Deep-Sea Mining–Article 1: What Is Happening With Deep-Sea Mining?

Debate continues on whether the UAE Consensus achieved at COP28 represents a promising step forward or a missed opportunity in the drive towards climate neutral energy systems. However, the agreement that countries should “transition away from fossil fuels” and triple green power capacity by 2030 spotlights the need for countries to further embrace renewable power.

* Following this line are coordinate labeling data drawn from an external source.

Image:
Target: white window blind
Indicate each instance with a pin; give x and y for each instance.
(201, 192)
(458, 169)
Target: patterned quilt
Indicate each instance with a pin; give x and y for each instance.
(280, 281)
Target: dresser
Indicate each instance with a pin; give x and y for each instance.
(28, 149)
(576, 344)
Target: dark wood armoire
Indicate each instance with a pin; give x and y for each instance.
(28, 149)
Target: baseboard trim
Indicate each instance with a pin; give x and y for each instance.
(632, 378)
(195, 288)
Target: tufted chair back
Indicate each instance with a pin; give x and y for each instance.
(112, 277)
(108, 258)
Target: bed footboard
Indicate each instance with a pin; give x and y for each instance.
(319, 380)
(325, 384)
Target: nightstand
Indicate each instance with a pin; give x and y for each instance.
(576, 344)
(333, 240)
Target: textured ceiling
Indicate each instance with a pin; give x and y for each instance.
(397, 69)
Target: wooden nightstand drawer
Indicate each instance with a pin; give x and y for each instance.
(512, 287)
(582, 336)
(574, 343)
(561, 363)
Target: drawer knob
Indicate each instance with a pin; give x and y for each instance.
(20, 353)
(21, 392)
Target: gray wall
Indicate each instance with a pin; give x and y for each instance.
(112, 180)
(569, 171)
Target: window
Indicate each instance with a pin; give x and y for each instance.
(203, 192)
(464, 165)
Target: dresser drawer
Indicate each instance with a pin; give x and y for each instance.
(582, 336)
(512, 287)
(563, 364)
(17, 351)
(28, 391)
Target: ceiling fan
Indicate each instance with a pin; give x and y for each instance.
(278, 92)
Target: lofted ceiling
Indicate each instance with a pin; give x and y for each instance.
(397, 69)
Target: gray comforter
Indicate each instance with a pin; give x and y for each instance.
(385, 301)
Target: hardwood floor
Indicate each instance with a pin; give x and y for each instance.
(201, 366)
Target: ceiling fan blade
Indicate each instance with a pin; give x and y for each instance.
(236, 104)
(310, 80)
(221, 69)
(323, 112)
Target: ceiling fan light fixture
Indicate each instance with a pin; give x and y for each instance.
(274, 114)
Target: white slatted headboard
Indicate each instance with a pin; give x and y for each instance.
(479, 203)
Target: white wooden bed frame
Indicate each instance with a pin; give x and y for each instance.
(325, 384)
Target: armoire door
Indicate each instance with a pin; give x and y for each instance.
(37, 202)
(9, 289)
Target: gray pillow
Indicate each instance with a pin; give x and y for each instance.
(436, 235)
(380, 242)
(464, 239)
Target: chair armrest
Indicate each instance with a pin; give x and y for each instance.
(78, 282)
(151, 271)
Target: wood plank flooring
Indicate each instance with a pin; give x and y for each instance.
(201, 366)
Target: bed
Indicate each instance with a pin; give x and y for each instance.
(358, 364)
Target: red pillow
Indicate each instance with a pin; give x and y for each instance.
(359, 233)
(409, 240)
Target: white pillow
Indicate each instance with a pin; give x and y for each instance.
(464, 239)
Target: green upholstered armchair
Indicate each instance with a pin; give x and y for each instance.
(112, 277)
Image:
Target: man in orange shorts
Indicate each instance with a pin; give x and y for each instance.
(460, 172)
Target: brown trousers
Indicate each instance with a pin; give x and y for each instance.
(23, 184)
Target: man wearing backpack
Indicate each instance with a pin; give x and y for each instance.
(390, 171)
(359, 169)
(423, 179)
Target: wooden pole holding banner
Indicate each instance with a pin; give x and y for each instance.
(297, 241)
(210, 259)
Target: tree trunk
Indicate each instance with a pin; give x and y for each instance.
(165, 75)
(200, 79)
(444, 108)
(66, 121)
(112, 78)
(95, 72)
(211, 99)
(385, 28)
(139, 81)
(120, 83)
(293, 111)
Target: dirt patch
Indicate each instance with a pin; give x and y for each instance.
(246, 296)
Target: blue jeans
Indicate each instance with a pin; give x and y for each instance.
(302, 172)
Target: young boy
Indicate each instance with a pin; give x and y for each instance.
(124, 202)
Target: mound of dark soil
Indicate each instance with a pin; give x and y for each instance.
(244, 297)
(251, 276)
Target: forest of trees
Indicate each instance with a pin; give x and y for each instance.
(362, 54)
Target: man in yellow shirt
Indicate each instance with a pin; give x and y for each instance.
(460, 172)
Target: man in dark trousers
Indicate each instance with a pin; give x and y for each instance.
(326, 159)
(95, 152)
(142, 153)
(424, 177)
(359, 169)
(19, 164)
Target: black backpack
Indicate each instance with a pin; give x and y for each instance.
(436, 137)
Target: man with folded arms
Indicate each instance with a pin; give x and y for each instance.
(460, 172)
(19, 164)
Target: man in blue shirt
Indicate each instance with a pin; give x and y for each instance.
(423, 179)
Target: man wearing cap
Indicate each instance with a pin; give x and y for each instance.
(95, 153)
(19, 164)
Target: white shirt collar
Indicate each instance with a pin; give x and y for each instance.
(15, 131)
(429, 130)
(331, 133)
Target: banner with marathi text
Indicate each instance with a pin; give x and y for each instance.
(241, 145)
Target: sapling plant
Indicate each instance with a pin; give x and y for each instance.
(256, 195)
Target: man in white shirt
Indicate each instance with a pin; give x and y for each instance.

This series will examine the issues stakeholders need to consider in connection with deep-sea mining. We first provide an introduction to deep-sea mining and its current status. Future articles will consider in greater detail the regulatory and contractual landscape, important practical considerations, and future developments, including decisions of the ISA Council.

POLYMETALLIC NODULES

Current technology for the generation of wind and solar power (as well as the batteries needed to store such power) requires scarce raw materials, including nickel, manganese, cobalt, and copper. The fact that these minerals are found in the millions of polymetallic nodules scattered on areas of the ocean floor gives rise to another debate on whether the deep-sea mining of these nodules should be pursued.
This issue attracted considerable attention over the summer of 2023, when the International Seabed Authority (ISA) Assembly and Council held its 28th Session and, in January 2024, when Norway’s parliament (the Storting) made Norway the first country to formally authorise seabed mining activities in its waters.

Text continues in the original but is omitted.